Azure Data Lake enables users to store and analyze petabytes (PB) of data quickly and efficiently. It centralizes data storage, encrypts all data and offers role-based access control. Because Data Lake storage is highly customizable, it is economical. Users can independently scale storage and computing services and use object-level tiering to optimize costs.
However, there are numerous known issues with Gen2, including one with Blob storage APIs that prevents some REST APIs from working properly.
Pricing differences
Both Azure Blob Storage and Data Lake offer pay-as-you-go pricing based on the volume of data stored per month, the quantity and types of operations performed, and any data redundancy options selected.
Users can also choose a Reserved Capacity option in increments of 100 TB and 1 PB for one-year and three-year commitments. This is ideal for companies with relatively stable storage needs or for those that access archives and backups infrequently.
Blob Storage pricing varies based on tiers: Premium, Hot, Cool and Archive.
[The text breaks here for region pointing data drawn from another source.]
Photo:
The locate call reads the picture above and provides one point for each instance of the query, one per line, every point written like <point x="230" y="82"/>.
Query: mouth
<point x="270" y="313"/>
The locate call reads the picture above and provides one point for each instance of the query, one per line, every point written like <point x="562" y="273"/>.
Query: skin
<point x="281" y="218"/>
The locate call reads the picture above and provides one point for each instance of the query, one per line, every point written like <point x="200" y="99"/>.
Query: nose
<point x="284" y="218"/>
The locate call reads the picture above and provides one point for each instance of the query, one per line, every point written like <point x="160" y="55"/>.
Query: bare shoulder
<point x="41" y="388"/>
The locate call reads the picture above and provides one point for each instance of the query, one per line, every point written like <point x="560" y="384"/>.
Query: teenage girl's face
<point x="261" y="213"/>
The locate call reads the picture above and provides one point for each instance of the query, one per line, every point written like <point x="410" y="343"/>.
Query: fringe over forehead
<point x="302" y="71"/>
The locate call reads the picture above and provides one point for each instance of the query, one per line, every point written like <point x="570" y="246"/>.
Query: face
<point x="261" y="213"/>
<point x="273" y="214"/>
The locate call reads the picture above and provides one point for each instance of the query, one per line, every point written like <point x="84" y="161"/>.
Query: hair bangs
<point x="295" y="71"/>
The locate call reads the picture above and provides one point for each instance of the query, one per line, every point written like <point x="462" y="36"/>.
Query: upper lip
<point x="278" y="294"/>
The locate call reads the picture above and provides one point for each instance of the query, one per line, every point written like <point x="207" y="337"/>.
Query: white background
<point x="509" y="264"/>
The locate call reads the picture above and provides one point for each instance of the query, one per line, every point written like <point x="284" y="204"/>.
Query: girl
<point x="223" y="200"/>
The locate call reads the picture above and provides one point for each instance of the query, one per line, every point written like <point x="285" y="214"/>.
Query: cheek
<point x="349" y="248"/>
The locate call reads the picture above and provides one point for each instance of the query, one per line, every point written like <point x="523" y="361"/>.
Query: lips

The Premium option is best for I/O-intensive workloads that require low and consistent storage latency. Storage pricing increases from Archive to Cool to Hot to Premium, while transaction pricing decreases through the same progression -- for example, Archive transactions cost more than Premium ones.
Organizations that use multiple Azure products and services should use the Azure pricing calculator to ensure the best possible pricing.